Никто так не знал ботанику и зоологию. У меня были лучшие гербарии и коллекции бабочек. Я раздобыл набор медицинских инструментов – скальпели, пилы, иглы, самостоятельно препарировал мертвых птиц и животных, мастерил чучела, иных хоронил в прелестных гробиках. Соседского кота я зарыл в цветочном горшке.
2. Вы оглушены свежестью и богатством моего рассказа. Ждали, признайтесь, литературного курьеза – совокупился с овцой, пренебрег пьяной шлюхой, по предложению незнакомого мужчины в сортире дрочили друг другу… Какая чушь! Хочу одного, чтобы прочли вы и сказали: «Вот как хорошо! Мой кругозор расширился».
Болезненная черта моей психики – страсть к поэтизации всего сущего. Но пусть вас не смущает, что талантливый рассказчик – душевно здоровый человек.
Я дегенерат высшего порядка. По лаконичности мысли, тут уж никуда не денешься, я китаец. По концентрации тоскующе-обиженного либидо – малоросская мать-девица, обольщенная в вишневом садочке красавцем москалем. Хожу, плетусь по дорогам с тяжелым пузом, веночек на голове, и чуть что – бегу топиться.

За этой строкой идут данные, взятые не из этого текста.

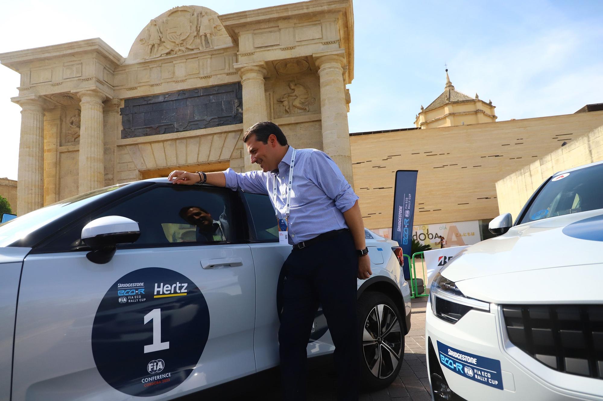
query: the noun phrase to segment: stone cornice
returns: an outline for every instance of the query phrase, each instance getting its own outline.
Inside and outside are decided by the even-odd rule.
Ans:
[[[285,20],[310,14],[339,11],[344,19],[344,33],[339,46],[345,49],[348,69],[347,83],[354,78],[354,11],[352,0],[311,0],[290,4],[224,14],[220,22],[230,35],[233,43],[238,45],[239,34],[249,30],[250,25],[274,20]],[[331,43],[335,43],[332,41]],[[239,54],[239,55],[241,55]]]
[[[84,52],[95,52],[106,58],[115,65],[119,65],[124,58],[110,46],[99,38],[71,42],[60,45],[17,50],[0,54],[0,63],[11,69],[19,72],[24,64],[42,60],[60,58],[72,56]]]
[[[443,106],[442,106],[442,107],[443,107]],[[462,115],[470,115],[470,114],[478,114],[478,113],[483,114],[485,116],[487,116],[488,117],[490,117],[491,118],[494,118],[494,119],[498,118],[498,117],[497,116],[494,115],[489,114],[488,113],[486,113],[483,110],[481,110],[481,109],[478,109],[477,110],[470,110],[470,111],[467,111],[467,112],[452,112],[452,113],[448,113],[447,114],[444,114],[444,115],[441,115],[441,116],[438,116],[435,118],[432,118],[430,120],[428,120],[427,121],[424,121],[424,122],[420,122],[419,124],[420,124],[420,125],[425,125],[425,124],[429,124],[429,122],[433,122],[434,121],[437,121],[438,120],[441,120],[441,119],[442,119],[443,118],[446,118],[448,116],[462,116]],[[416,123],[416,120],[415,120],[415,122]]]
[[[229,14],[223,14],[219,16],[219,19],[222,25],[226,28],[226,31],[231,34],[231,33],[236,32],[238,31],[236,27],[241,25],[292,17],[309,13],[324,12],[346,7],[350,7],[351,10],[351,0],[311,0],[310,1],[302,1]],[[351,27],[353,29],[353,26]],[[238,41],[238,37],[236,35],[231,34],[231,38],[233,41]]]

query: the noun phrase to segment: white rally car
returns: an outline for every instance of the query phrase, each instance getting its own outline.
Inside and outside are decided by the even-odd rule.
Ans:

У меня ленивые ладони, вместо сердца – спившаяся скрипка, плаксивый рот, вдовьи морщины, лицо сморщенное, как изюм. Путь мой неведом, я бреду дальше чем на хуй. Передо мной избитый пыльный шлях, и мысли катятся шумнее цыган, полуголые и красивые, как Будды.
Я произошел от страха, живу погоней за впечатлениями, за свежим ужасом попрусь в любой конец города. Я лелею мой страх, культивирую его, желтого.
Вообразите, было семеро мужчин, и самый главный – в мерцающих, как слезы Господни, доспехах. Он опирался на широкий меч, заменявший ему костыль. В окрестных полях, что вокруг мшистого замка скандинавских предков, они устраивали ночные облавы на недоумков пастушков.
В просторных каменных покоях после успешного набега богохульствовали, пидерили напропалую, вспарывали пойманным подпаскам худые животы и насиловали в зияющие раны, усаживались верхом на умирающих и похотливо елозили узловатыми чреслами по скользким от крови телам.
Тысяча бледных факелов сомкнулась в сплошное огневое кольцо вокруг мшистого замка в ночь на черную среду. Восемь жестоких товарищей предстали перед судом Божьим и человеческим по обвинению в ереси и убийствах. Моя публичная исповедь, глумливая, на коленях, оставила на бронзовом лице распятого божества гримасу ужаса и отвращения. Щетинистый епископ, председатель трибунала, только и мог, что вздымать толстые пальцы для крестного знамения. Я обратился к справедливому суду с просьбой о недельном молении добрых прихожан за упокой грешной души. В назначенный день нас торжественно вздернули на городской площади, к неуемной радости вонючих крестьян, съехавшихся за сорок верст поглазеть на казнь. После повешения наши бездыханные тела предали всеочищающему огню, а пепел свалили в сточную канаву. С тех пор я всегда и везде. Это называют ложной памятью.
3. Неприкаянный я, ох неприкаянный. Мне труд но говорить, сбиваюсь на патетику. Я задыхаюсь, я смущен. Читайте эти строки через вуаль.
У меня постоянная девушка. Ее зовут Анжела. С ней я беспомощный и чудовищно капризный. Она носит меня в ванную на руках, моет, как маленького, детским мылом, без мочалки, одной ладонью, вверх-вниз, между ягодиц, и говорит, сжимая в горсти:
– Ты хер когда в последний раз мыл?
Я млею от бесстыдной постановки вопроса, я розовею – какой конфуз! – и шлепаю по воде, забрызгивая ей халат.